Car écouter les murmures à la radio, c’est précisément ce qu’on entreprend de faire tout au long de l’aventure. Chercher dans les ondes parasites les moindres traces de fantômes, de contes et de mystères. La radio est l’objet magique qui relie les mondes et les fait se télescoper. Oxenfree II est ainsi travaillé par un double mouvement : à mesure que des mystères se résolvent, d’autres s’épaississent. L’île d’Edwards vit et remue au rythme d’insaisissables secrets, les forêts brassent les spectres, les morts, les adolescents et les portails temporels. Chopée sur une onde aléatoire, une voix métallique susurre « la vie est un océan de lumière et de ténèbres ».

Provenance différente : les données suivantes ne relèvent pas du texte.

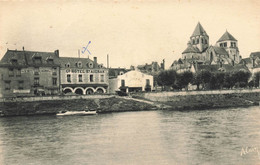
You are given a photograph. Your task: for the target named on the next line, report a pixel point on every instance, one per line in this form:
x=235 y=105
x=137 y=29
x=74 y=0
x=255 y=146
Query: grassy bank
x=103 y=105
x=204 y=101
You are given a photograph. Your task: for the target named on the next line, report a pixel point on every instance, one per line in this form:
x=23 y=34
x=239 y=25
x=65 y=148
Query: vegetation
x=206 y=80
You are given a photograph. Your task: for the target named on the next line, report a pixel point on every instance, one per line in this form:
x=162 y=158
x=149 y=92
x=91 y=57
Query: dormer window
x=14 y=61
x=37 y=60
x=67 y=65
x=50 y=60
x=79 y=64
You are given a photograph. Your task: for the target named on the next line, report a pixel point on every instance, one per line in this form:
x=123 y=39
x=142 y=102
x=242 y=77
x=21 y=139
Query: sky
x=131 y=32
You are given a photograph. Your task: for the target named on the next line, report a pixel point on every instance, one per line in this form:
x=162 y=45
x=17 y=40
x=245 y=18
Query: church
x=199 y=52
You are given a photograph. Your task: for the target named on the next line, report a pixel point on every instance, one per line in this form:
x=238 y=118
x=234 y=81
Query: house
x=82 y=76
x=27 y=73
x=132 y=81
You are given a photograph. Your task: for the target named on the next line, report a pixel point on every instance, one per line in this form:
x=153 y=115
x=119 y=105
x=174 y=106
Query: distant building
x=198 y=51
x=29 y=73
x=132 y=81
x=152 y=68
x=83 y=76
x=114 y=72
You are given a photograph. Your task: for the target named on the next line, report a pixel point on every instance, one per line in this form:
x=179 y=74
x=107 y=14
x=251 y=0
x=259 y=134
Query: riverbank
x=200 y=100
x=43 y=106
x=195 y=100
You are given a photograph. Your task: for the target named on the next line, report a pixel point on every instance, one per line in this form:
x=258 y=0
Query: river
x=133 y=138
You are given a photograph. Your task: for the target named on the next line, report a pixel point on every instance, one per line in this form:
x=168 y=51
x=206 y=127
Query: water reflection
x=150 y=137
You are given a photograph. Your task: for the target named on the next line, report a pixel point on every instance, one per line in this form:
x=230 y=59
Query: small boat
x=81 y=113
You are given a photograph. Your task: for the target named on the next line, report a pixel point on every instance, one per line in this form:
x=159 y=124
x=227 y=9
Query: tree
x=183 y=79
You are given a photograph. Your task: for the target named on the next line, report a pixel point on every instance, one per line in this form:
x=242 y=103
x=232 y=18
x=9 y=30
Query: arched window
x=67 y=65
x=211 y=56
x=79 y=64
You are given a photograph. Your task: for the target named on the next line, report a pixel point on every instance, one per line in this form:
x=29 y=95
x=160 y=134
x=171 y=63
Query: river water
x=133 y=138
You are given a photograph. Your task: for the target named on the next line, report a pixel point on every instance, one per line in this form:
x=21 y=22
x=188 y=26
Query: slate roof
x=255 y=55
x=220 y=50
x=246 y=60
x=226 y=36
x=226 y=67
x=26 y=58
x=73 y=61
x=198 y=31
x=191 y=49
x=114 y=72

On sort groggy de cette perpétuelle confusion des temporalités et des réalités, au terme d’un voyage qui se déroule sur une nuit complète. Sous les néons et la pluie, à un arrêt de bus déserté, l’aube nous répond alors qu’il vaut mieux s’adresser aux morts qu’aux dieux. Si la nuit est blanche, c’est qu’elle est peuplée de fantômes.
L’avis de Pixels en bref
On a aimé :
- les nombreux et fascinants mystères qui peuplent l’île ;
- des séquences de marche et de dialogues passionnantes.
On n’a pas aimé :
- quelques très rares ventres mous.
C’est plutôt pour vous si…
- vous vous demandez où va votre vie ;
- vous aimez les randonnées et les fantômes ;
- vous avez un abonnement Netflix (le jeu est gratuit sur l’application).
Ce n’est plutôt pas pour vous si…
- vous n’aimez pas lire ;
- vous êtes un animal diurne.
La note de Pixels :
92.8/108 MHz, la fréquence de radio idéale pour vos nuits.